There's free tier for API.

replies(1): >>45098785 #

15. drittich ◴[02 Sep 25 03:14 UTC] No.45098785{6}[source]▶

>>45097410 #

"When you use Unpaid Services, including, for example, Google AI Studio and the unpaid quota on Gemini API, Google uses the content you submit to the Services and any generated responses to provide, improve, and develop Google products and services and machine learning technologies, including Google's enterprise features, products, and services, consistent with our Privacy Policy.

To help with quality and improve our products, human reviewers may read, annotate, and process your API input and output. Google takes steps to protect your privacy as part of this process.
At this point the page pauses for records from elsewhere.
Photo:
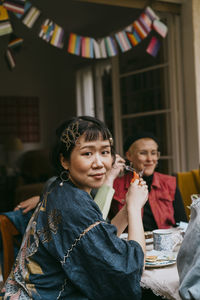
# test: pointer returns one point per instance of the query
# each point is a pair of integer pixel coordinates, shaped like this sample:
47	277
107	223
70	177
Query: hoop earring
64	176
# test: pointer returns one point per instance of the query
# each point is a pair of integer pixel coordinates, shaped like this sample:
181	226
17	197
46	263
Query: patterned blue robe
70	252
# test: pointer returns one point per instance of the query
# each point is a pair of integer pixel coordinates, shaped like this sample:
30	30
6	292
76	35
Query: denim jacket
70	252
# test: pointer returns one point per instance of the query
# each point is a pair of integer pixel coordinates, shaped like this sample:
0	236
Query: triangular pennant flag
5	27
111	46
123	41
15	42
3	13
47	29
150	13
160	27
10	59
26	8
129	28
57	37
146	22
31	17
16	6
103	49
134	38
87	47
153	46
97	50
139	29
74	44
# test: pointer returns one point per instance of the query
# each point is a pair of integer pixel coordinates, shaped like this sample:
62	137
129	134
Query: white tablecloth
162	281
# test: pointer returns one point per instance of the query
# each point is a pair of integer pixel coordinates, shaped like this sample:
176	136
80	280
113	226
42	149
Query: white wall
190	31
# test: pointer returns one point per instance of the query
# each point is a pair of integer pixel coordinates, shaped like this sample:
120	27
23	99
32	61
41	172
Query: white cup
165	239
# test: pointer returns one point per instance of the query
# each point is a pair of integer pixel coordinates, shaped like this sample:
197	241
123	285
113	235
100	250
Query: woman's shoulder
72	202
164	178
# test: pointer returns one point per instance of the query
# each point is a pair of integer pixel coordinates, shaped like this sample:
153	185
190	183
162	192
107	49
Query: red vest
161	197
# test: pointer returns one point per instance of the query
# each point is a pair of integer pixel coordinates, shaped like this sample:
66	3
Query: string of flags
87	47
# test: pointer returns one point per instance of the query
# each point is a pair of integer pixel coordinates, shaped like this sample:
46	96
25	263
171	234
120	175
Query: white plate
149	241
163	259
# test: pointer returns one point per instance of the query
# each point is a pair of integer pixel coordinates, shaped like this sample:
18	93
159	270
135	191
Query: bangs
94	133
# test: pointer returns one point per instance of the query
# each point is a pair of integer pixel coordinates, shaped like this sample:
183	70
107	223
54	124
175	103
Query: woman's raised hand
28	204
117	167
137	194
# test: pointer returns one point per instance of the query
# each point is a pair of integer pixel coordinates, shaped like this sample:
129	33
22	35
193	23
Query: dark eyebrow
92	146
This includes disconnecting this data from your Google Account, API key, and Cloud project before reviewers see or annotate it. Do not submit sensitive, confidential, or personal information to the Unpaid Services."
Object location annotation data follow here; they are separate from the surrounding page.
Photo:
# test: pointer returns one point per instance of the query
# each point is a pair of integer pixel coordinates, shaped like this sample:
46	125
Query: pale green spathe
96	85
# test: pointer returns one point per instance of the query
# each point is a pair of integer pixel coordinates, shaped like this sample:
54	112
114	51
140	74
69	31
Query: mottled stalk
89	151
Reference: https://ai.google.dev/gemini-api/terms

16. baq ◴[02 Sep 25 06:08 UTC] No.45099635{3}[source]▶

>>45095832 #

If I actually had time to work on my hobby projects Gemini pro would be the first thing I’d spend money on. As is, it’s amazing how much progress you can squeeze out of those 5 chats every 24h; I can get a couple hours of before-times hacking done in 15 minutes, which is incidentally when free usage gets throttled and my free time runs out.

17. ivape ◴[02 Sep 25 08:00 UTC] No.45100282{3}[source]▶

>>45095832 #

You get 1500 prompts on AIStudio across a few Gemini flash models. I think I saw 250 or 500 for 2.5. It’s basically free and beats the consumer rate limits of big apps (Claude, ChatGPT, Gemini, meta). I wonder when they’ll cut this off.

18. datadrivenangel ◴[02 Sep 25 13:10 UTC] No.45102666{3}[source]▶

>>45096397 #

the GPT 5 models use ~10x more tokens depending on the reasoning settings.

19. monsieurbanana ◴[03 Sep 25 08:37 UTC] No.45113503{4}[source]▶

>>45096631 #

> With thinking models, yes 100x is not just possible, but probable

So the answer is no then, because I don't put reasoning and non-reasoning models in the same ballpark when it comes to token usage. You can just turn off reasoning.